Após o fórum persistir na cobrança feita no tribunal, o Jardim Ângela, que era assistido só pelo Hospital do Campo Limpo, conquistou o Hospital M’Boi Mirim, seis anos depois, em 2008. Para conseguir as melhorias, Jaime – adepto da teologia da libertação (corrente católica que prega a religião como instrumento de transformação social) – nunca se negou a dialogar com políticos de linhas de pensamento antagônicas, embora ligado ao PT, que ajudou a fundar.

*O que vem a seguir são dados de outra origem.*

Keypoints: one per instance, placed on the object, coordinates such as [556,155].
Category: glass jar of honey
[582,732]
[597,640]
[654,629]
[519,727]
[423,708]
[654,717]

Em dissabor que não teria tido em toda a atuação como articulador social, em 2018, Jaime sofreu um “golpe”, espécie de “fogo amigo”, ao receber advertência pública da Diocese de Campo Limpo por apoiar o candidato a presidente Fernando Haddad (PT) durante a presença do político na paróquia. O bispo era dom Luiz Antônio Guedes, que, porém, não assinou a punição. Jaime se defendeu e disse que a missa ocorreu “sem nenhuma alteração litúrgica nem ato político”.

O episódio levou fiéis sem “viés de direita” a lembrar que Jaime nunca foi radical, a ponto de ter criticado o governo da prefeita Marta Suplicy (2001-2004), então do PT, pela morosidade em implantar projetos na região, como a viabilização do terreno para construção do próprio Hospital M’Boi Mirim. E em 2005, durante a 10ª Caminhada pela Paz, ele recebeu o então prefeito José Serrra (PSDB). No campo “pastoral”, ele ainda construiu 16 igrejas, das quais quatro viraram novas paróquias.

Em 27 de abril de 2019, Jaime celebrou 50 anos de sacerdócio e foi homenageado com a presença de “amigos de caminhada”, inclusive de Embu, e apresentação de bloco carnavalesco em batucada de samba para o irlandês mais brasileiro da vasta região sul da metrópole, mesmo ainda com sotaque carregado. Em maio de 2021, em meio à pandemia da covid-19, ele deixou a paróquia e o Brasil. Disse, “por questão de idade”, não ter “mais a mesma energia”.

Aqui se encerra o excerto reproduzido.